Cobalt Pyrene‐Quaterpyridine Molecular Complex Immobilized on Functionalized Multi‐Walled Carbon Nanotubes as a Robust Hybrid Catalyst for Efficient Electrochemical Reduction of CO2

Abstract Molecular complexes immobilized on conductive carbon supports is a promising strategy for designing efficient electrocatalysts of CO 2 reduction reaction (CO 2 RR). However, most immobilized catalysts suffer from low catalytic activity and durability due to weak catalyst‐support interactions. Herein, modifications of Co quaterpyridine complex (Coqpy) with a pyrene group and multi‐walled carbon nanotubes (MWCNT) with carboxyl or amide groups have been made, resulting in a highly efficient and stable hybrid catalyst.

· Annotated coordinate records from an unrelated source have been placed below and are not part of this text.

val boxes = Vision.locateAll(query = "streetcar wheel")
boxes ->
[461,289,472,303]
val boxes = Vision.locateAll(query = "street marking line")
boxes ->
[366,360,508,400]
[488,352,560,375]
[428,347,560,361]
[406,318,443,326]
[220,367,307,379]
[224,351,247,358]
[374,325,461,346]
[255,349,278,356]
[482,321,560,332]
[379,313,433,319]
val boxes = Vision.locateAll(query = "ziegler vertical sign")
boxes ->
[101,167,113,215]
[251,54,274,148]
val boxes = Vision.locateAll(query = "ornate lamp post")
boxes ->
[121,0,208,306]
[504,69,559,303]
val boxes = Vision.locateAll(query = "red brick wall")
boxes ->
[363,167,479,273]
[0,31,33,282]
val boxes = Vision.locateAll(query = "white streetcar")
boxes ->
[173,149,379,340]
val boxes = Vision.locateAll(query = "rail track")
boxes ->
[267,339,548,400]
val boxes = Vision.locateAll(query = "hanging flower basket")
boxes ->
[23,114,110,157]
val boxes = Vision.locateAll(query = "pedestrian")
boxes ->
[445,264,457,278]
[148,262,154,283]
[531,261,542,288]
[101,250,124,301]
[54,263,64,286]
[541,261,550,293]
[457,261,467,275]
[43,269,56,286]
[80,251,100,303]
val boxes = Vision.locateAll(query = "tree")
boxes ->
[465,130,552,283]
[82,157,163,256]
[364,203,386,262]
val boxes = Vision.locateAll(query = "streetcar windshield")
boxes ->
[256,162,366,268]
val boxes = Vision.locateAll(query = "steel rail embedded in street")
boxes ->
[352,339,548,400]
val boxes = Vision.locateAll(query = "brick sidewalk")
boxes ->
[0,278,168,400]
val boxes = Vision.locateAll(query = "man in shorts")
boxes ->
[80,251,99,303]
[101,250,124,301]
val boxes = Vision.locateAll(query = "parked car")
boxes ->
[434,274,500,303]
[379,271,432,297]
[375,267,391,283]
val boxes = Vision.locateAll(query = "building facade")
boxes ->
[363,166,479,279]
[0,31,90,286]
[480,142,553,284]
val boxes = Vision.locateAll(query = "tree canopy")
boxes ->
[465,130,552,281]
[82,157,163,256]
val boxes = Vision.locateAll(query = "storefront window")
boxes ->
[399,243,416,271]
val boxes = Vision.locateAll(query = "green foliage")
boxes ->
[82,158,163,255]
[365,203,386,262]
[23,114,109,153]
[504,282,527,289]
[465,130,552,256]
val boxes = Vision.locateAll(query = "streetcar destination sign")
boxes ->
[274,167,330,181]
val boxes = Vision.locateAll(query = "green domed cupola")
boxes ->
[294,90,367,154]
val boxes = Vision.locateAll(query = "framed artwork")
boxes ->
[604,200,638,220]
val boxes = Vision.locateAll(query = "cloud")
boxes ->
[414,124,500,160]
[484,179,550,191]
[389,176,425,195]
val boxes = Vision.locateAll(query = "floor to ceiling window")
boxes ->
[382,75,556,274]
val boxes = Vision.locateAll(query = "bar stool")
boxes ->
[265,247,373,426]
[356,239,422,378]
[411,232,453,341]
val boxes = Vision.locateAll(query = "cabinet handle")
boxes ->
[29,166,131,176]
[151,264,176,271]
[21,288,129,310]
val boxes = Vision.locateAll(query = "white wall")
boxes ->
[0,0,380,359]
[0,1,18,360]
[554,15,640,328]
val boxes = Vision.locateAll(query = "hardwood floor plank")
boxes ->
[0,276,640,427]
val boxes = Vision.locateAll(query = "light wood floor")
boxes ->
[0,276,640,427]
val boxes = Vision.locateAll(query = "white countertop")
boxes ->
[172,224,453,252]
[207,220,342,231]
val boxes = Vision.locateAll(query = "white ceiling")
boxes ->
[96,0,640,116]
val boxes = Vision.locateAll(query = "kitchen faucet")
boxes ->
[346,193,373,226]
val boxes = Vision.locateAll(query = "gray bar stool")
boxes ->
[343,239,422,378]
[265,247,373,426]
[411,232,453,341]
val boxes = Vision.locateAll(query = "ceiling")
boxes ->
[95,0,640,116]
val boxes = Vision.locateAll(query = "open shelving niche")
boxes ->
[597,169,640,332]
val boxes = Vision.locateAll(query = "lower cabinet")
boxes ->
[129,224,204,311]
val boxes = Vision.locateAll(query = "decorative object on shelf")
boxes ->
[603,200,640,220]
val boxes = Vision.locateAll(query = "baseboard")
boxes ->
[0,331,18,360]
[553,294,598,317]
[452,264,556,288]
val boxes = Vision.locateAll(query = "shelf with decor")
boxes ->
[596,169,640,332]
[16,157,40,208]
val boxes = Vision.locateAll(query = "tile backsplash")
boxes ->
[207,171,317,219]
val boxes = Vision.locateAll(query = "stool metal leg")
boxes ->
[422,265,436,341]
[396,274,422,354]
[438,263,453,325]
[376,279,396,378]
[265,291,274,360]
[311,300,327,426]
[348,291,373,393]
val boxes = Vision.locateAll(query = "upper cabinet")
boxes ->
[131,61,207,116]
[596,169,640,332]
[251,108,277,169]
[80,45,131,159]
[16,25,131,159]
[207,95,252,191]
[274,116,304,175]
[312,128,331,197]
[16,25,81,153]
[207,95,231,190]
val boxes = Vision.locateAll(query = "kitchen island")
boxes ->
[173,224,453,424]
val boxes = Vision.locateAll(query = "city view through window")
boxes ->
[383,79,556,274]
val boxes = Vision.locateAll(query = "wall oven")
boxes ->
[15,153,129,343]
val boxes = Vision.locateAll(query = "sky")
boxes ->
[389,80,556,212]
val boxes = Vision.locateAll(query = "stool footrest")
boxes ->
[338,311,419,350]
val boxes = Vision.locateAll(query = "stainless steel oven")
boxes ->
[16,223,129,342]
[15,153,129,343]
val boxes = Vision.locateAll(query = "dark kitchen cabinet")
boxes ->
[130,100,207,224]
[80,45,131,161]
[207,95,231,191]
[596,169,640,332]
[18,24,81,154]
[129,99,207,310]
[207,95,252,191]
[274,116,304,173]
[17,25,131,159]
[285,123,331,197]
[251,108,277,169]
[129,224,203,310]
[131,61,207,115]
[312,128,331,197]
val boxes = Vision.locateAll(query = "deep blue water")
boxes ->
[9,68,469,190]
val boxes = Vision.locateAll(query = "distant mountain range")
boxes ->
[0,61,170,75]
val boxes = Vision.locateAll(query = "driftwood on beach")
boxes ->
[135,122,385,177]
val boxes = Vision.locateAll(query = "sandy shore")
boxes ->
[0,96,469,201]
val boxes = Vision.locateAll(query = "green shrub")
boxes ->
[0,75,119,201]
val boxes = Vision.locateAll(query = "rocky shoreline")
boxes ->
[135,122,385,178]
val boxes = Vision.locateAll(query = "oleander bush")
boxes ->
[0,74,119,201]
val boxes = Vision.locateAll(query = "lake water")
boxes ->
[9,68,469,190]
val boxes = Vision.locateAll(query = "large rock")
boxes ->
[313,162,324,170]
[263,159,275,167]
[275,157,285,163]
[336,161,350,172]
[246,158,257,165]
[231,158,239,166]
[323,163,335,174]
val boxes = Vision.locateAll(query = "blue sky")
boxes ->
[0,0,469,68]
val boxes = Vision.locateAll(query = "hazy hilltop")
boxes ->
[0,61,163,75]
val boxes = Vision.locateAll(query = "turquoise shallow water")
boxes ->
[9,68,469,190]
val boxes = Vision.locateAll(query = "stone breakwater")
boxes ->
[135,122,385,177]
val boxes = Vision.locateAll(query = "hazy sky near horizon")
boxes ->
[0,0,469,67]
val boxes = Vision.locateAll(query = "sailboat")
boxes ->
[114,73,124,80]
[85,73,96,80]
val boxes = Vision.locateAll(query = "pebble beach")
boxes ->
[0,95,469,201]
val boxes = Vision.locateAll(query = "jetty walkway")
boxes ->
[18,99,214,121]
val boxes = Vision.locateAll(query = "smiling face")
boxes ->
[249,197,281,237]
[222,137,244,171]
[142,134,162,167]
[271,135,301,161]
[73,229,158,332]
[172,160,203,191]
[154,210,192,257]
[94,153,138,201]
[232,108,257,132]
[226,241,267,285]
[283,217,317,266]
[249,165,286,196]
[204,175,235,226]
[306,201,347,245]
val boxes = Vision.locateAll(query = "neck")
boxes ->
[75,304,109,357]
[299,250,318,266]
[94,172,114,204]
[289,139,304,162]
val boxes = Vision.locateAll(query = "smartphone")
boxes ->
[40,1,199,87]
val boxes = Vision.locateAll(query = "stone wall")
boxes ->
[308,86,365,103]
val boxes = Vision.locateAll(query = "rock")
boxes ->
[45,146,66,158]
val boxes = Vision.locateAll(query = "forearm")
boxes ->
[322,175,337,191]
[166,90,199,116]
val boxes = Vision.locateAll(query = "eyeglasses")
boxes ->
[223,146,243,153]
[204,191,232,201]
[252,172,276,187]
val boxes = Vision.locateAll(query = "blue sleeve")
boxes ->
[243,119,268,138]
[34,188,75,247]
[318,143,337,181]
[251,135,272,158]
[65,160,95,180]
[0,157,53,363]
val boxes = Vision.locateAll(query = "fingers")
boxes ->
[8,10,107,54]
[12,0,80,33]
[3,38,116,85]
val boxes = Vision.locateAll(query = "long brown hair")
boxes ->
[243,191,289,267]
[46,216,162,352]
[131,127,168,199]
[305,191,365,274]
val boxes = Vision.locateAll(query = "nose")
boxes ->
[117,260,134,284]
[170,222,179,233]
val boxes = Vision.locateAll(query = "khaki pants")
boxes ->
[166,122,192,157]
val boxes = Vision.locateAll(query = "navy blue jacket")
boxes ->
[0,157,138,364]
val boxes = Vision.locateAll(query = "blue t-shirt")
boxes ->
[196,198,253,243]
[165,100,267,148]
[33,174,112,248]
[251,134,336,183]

The carboxyl groups on MWCNT can effectively bind to Co centers by axial coordination; which allow for loading more electroactive Co complex, facilitate interfacial electron transfer, and lower the energy barrier for CO 2 RR. A 2.6‐fold increase in CO yield and a higher Faradaic efficiency (97.5% vs 83.6% at 423 mV overpotential) are obtained compared with the hybrid catalyst without carboxyl group. While, the pyrene group induced more substantial π–π interactions, leading to an enhanced electronic coupling between MWCNT and Coqpy, and enhanced hybrid stability, resulting in a ≈ 4.4‐fold higher CO turnover frequency than Coqpy. Overall, the outstanding performance of the modified hybrid catalyst (turnover number up to 570000, Faradaic efficiency close to 100%) provides new mechanistic insights and design strategy for efficient and durable CO 2 RR based on heterogenized molecular catalysts.